When it launched in early 2016, Rentberry’s CEO Alex Lubinsky knew there was a possibility that bidding could increase prices, particularly in hot markets.  Yet he believes there’s a key ingredient to his platform that will prevent chaos.

“While some are screaming foul, and claiming that Rentberry may drive pricing off-the-charts in uber-competitive markets like San Francisco and New York, they fail to realize that its rental price negotiation concept actually levels the playing field,” Lubinksy explains.

The key is transparency, Lubinsky believes, which keeps rental prices in line with area markets and makes the process safer and fairer for tenants and landlords.

The idea resonates well with a generation of younger consumers, and demonstrates the growing desire to deal directly with the human on the other side of a business transaction, outside of the traditional broker relationship. Naturally some brokers are upset, and voicing their concerns. Yet since brokers typically work on commission, it’s definitely a financial boon to them drive prices up on any transactions. Rentberry charges one flat fee – regardless of the final amount agreed to – when a tenant and a landlord come to terms.

“It’s not about increasing prices,” Lubinsky said in an interview with The Mercury News. “It’s all about knowing and controlling the situation.”

A large part of that is knowing the competition, like how many others are bidding, and what the highest and the recommended offers are.

Image source: Rentberry.io

Their data bears this out the advantages for renters. According to Christopher Mims in The Wall Street Journal, tenants using Rentberry have actually saved 5.1% overall off landlord listed prices.

“These savings were possible because Rentberry allows tenants to make offers that are lower or higher than the posted rent,” Mims explains. He notes that Biddwell, another bidding site with different features, reports 64% of their closed bids came in below asking price.

For the moment at least, it appears that this kind of transparent bidding process can indeed save renter’s money. Yet there’s another significant challenge affordable housing for many people.

First, last and security – the down payment nightmare

First month, last month and one month security – for many renters, coming up with this down payment is the real deterrent to finding good housing. Now, blockchain technology is helping renters get around this hurdle.

“Lubinsky estimates there’s around $500 billion frozen around the world in these locked-up security deposits, and his team has come up with a way to unfreeze it, without putting the landlord at risk.

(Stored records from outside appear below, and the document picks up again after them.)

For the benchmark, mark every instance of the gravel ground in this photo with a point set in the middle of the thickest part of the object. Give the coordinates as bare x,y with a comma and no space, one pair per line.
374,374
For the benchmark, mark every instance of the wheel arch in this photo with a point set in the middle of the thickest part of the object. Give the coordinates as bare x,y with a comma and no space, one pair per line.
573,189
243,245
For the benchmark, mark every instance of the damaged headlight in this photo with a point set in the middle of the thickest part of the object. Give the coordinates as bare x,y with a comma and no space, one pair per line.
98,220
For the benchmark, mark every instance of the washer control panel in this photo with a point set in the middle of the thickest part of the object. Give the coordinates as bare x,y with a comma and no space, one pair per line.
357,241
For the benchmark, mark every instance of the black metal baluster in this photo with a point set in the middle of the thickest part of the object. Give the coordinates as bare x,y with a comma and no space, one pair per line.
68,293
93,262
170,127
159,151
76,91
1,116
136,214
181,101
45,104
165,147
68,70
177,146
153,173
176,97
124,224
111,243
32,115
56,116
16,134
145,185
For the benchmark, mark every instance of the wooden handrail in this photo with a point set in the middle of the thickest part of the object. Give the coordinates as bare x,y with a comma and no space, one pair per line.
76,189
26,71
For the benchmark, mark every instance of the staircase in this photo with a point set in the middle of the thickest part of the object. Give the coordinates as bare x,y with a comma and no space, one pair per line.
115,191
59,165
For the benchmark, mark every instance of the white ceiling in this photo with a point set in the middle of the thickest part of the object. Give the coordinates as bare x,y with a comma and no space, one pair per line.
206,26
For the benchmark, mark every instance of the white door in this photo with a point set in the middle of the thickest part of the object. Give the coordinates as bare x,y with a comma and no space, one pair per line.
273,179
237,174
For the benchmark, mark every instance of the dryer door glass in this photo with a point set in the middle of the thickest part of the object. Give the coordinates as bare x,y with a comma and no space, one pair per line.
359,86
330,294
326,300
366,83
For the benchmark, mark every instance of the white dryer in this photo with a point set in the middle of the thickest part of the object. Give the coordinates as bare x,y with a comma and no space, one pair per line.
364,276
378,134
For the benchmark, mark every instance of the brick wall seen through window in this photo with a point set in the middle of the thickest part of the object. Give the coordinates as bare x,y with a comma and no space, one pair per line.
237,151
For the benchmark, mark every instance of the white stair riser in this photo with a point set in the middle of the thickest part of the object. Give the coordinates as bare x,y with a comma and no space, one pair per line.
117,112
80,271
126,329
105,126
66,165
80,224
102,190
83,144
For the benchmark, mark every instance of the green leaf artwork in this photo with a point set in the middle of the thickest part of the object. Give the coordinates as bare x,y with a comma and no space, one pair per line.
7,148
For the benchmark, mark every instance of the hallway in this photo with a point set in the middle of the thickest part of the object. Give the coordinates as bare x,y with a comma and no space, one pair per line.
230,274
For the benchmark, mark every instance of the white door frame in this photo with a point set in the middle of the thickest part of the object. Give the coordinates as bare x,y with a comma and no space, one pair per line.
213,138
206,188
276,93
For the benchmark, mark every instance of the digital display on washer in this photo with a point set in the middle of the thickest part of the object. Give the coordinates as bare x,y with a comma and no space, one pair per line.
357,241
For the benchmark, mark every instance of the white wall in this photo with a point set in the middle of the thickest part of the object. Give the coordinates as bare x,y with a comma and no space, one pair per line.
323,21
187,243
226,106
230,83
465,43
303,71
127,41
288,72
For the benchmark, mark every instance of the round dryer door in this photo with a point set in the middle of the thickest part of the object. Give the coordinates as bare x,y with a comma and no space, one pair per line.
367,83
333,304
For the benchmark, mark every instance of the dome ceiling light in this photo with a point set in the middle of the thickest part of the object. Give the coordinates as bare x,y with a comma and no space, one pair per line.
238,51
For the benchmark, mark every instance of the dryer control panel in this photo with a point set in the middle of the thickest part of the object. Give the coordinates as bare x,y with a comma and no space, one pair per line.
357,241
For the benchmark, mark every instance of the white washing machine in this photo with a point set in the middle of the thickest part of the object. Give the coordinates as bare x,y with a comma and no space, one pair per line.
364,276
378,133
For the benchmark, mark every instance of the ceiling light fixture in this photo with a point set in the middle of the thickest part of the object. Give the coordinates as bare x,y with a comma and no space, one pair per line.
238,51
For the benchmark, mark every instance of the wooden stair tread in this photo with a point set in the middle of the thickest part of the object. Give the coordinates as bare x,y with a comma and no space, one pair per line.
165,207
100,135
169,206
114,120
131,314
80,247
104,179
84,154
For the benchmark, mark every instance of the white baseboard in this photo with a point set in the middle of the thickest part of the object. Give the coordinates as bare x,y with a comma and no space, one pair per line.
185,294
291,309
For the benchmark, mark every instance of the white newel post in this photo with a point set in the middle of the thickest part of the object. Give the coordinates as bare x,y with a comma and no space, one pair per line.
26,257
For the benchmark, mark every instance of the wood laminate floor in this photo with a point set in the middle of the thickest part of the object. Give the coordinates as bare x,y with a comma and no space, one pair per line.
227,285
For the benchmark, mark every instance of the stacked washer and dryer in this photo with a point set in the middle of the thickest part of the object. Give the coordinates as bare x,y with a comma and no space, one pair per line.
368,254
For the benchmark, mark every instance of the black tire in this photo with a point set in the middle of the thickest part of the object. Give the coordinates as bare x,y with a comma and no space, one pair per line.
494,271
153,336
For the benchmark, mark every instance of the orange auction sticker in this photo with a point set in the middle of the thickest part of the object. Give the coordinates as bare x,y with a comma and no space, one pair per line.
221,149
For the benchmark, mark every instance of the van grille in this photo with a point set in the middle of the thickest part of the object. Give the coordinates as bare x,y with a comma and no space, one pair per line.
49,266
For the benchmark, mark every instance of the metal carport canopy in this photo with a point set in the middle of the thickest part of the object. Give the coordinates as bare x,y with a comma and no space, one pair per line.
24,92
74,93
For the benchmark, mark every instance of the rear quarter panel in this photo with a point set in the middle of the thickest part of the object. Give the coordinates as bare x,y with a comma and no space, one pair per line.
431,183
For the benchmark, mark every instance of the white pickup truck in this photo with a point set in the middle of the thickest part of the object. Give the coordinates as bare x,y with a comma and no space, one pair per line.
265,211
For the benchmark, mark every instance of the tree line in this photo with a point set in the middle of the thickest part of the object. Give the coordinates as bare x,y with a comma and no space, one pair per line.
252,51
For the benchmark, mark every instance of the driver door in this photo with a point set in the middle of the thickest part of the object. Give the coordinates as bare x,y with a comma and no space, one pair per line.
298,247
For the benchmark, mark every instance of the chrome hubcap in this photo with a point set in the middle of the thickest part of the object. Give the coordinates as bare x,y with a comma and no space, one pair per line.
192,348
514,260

For young professionals, traditional costs can be a nightmare, as one recent transplant to NYC told me. She found her new place through a rental broker, and was pretty shocked at the fees involves.

“The fees for moving in were first month and last month rent, security deposit, pet deposit, and on top of that was an 18% realtor’s fee” explained Chelsea Trim, a marketing assistant at appellate printing company PHP in NYC. She was even advised to make her application more attractive by promising a year’s rent in advance.

“Who’s got that kind of money?” she asks.

To help get around this massive hurdle, Rentberry has created a crowd-sourced insurance network in which each member of the Rentberry community can contribute a small amount to the fund, and get interest rates and financial rewards in return. Tenants pay 10% down, the system assigned them a risk ranking based on their profile (including their credit score and other consumer data), and the crowd-funding guarantees the landlord’s interests by securing with the rest of the down payment within the blockchain.

Housing will always be a basic human need, and a major expense, especially in big cities. Prevailing rent should and will decided by market forces, especially when technology can leverage market intelligence to help landlords price their listings more accurately.

Given that there’s already a bidding war going on in many cities in the traditional rental market, it’s not likely that this type of technology will make it any worse. And seeing the ways it could increase transparency and make moving in more affordable, blockchain-based rental technology could be a good thing for many.